By Ariane Garrett, OUR Peer Research Ambassador
We’ve all heard the saying, “everyone makes mistakes.” But when you’re the one who’s to blame, it’s can be harder to remember that you’re not alone. Over the past two years working in a lab at UConn, I’ve made many mistakes and been forced to face the consequences. In this post, I share with you some of my biggest ones in the hopes that we can all feel a little less alone the next time we mess up.
Flow Sensor Disaster
Last spring, one of my jobs in the lab was to sputter coat flow sensors with gold and then wet-etch them. This process was very tricky and often three quarters of the sensors would break during wet etching. The senior design team in my lab was counting on the sensors for their project presentation coming up, and I was responsible for providing them. The day came to separate the sensors, and to my horror, every single flow sensor broke. I had to walk out of the lab room and tell my mentor and the entire senior design team that, thanks to me, there would be no flow sensors available for them to test on. Needless to say, no one was very pleased with me, least of all myself.
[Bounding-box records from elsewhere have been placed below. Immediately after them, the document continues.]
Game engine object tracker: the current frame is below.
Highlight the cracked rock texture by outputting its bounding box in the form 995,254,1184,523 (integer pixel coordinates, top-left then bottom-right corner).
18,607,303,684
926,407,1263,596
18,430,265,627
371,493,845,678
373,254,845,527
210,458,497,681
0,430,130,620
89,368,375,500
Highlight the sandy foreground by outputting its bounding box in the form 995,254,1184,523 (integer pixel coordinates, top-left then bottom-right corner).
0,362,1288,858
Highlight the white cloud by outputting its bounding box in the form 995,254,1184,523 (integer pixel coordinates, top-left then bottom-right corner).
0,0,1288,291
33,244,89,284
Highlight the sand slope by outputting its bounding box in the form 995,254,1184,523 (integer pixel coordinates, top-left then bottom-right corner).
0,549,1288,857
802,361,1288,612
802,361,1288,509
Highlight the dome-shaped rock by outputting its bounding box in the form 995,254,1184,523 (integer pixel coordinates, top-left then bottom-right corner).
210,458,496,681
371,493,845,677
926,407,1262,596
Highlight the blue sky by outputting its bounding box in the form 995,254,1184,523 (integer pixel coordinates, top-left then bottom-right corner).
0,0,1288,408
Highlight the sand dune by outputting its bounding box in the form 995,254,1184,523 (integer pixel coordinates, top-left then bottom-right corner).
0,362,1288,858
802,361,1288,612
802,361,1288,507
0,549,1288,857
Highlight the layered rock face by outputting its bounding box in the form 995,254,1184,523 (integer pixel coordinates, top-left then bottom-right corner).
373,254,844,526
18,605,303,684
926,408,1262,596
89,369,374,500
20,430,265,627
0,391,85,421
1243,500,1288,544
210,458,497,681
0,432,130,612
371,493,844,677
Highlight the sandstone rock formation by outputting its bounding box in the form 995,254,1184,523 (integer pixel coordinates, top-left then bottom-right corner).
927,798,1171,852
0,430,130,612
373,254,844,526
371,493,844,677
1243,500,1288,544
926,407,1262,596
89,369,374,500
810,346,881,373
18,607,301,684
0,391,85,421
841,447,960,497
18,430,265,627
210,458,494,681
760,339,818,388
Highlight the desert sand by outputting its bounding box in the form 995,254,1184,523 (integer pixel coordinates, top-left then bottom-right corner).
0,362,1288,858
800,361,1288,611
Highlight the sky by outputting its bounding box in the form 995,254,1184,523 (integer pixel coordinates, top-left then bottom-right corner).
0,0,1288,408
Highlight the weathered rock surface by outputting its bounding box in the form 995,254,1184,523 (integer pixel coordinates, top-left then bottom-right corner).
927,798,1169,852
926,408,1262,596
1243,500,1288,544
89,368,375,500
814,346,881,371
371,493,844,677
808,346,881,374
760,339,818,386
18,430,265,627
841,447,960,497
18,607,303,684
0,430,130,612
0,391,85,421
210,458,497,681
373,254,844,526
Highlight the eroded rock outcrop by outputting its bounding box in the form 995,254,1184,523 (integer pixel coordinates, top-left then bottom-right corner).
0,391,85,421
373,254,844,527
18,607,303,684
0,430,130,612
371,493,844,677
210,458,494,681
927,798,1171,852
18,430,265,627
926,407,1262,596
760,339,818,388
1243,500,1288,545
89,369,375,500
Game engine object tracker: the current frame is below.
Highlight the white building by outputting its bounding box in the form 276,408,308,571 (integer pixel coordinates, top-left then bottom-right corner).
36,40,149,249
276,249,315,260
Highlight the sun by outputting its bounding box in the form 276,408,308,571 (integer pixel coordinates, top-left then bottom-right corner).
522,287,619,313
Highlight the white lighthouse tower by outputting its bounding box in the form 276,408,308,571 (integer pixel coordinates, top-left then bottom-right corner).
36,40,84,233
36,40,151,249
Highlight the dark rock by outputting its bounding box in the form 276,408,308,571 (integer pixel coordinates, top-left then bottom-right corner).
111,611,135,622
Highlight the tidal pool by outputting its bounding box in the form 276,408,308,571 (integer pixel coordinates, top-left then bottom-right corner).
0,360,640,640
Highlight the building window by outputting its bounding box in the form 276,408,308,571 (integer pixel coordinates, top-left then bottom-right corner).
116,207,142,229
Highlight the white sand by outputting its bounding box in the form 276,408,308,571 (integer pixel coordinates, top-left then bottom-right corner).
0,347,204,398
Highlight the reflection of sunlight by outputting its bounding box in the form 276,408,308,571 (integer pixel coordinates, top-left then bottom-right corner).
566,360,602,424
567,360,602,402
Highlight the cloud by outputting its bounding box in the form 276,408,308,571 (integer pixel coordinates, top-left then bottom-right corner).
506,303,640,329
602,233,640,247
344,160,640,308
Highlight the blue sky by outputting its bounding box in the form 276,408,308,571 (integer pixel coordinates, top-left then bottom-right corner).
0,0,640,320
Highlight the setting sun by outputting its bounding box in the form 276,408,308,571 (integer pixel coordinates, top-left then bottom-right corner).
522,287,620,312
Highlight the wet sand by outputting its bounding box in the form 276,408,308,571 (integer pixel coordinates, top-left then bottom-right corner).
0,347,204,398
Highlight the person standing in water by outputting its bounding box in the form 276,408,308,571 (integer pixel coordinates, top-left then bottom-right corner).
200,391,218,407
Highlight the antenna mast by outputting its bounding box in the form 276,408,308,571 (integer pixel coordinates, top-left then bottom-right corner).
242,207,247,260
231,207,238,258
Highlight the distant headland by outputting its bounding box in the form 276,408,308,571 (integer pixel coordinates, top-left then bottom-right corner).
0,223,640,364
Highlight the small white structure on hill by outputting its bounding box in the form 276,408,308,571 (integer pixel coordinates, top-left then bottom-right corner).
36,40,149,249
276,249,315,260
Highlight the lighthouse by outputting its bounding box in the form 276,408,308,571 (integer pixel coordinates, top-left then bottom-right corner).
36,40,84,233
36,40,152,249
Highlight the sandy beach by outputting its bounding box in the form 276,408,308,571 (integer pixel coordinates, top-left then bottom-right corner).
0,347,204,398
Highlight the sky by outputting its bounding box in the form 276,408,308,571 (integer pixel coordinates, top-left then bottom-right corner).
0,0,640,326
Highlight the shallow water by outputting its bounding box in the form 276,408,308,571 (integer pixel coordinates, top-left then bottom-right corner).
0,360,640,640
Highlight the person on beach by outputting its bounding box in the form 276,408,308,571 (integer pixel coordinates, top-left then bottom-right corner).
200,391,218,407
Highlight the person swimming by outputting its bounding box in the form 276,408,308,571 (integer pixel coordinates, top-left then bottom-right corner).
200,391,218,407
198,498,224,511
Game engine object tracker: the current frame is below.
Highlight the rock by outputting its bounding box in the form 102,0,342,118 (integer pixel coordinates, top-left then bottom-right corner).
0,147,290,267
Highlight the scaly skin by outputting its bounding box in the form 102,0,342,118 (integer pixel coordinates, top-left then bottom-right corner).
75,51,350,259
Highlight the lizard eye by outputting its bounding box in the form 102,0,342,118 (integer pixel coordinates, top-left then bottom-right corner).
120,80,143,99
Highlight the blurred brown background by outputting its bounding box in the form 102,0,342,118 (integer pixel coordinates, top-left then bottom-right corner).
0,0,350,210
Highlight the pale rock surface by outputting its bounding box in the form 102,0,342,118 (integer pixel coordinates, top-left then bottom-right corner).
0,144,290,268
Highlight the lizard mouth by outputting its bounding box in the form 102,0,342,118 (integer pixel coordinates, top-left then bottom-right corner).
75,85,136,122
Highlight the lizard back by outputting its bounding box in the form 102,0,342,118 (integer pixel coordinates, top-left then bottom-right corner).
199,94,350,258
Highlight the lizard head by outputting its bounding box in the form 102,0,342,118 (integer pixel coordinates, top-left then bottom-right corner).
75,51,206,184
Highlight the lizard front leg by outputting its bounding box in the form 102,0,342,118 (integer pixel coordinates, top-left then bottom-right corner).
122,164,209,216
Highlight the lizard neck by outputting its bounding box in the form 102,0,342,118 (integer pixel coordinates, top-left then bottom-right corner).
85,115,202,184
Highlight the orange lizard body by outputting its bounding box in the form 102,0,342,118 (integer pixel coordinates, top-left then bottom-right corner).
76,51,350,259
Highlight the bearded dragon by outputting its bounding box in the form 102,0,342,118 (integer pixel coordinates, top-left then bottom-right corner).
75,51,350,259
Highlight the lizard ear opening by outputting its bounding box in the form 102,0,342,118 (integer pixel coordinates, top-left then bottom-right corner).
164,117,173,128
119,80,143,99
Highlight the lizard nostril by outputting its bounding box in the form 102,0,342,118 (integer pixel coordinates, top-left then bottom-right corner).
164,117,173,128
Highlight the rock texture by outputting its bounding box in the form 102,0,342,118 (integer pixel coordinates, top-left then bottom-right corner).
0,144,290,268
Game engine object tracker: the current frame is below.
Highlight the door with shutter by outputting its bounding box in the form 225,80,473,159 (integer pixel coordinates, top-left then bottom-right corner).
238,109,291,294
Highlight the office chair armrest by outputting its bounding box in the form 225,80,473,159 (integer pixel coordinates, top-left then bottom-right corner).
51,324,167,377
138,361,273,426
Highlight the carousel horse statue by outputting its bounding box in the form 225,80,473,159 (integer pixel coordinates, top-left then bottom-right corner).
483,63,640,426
What I learned from this: How to own up to my mistakes in front of people who I respected, which is never easy. Luckily, no one stayed irritated for very long, and I learned how to shoulder the blame when I made a mistake and move past it quickly.
Damaging the Devices
Over the summer, I was working on putting together a flow sensor compartment, which consists of several small 3D printed pieces screwed together. One of them wasn’t fitting correctly and I was getting more and more frustrated. Suddenly, an essential piece snapped right off. The project was set back a week because we had to wait for another piece to be ordered. Again, no one on my team was very thrilled about this!
What I learned from this: I shouldn’t take my frustration out on tiny 3D printed plastic pieces. Also, before completing a task it’s important to take a step back and evaluate the level of care required. I was treating the piece as though we had hundreds of extras lying around. If I had stopped to consider the consequences of it breaking, I definitely would have treated it differently.
Bad Lab Presentations
Each week, the members of my lab group alternate giving presentations to our principal investigator and each other. My week came around, and I completely forgot about the presentation until 20 minutes before. I hastily scrambled something together but completely forgot to include any background information on my project for those in the lab who aren’t involved. It wasn’t long before my lab mentor interrupted and reprimanded me for this error.
What I learned from this: Write everything down on my calendar to prevent forgetfulness. In addition, I was able to practice accepting criticism graciously. I believe this is an extremely important skill, and one that you can only master by making mistakes and being critiqued.
I hope these three examples are a reminder that everyone does make mistakes, especially first-time researchers. The most important thing is to learn from them and make necessary changes in your protocol or behavior. Don’t let a few errors dissuade you from pursuing research, and remember that in the long run, how you handle the mistake is much more important than the fact that you made one to begin with.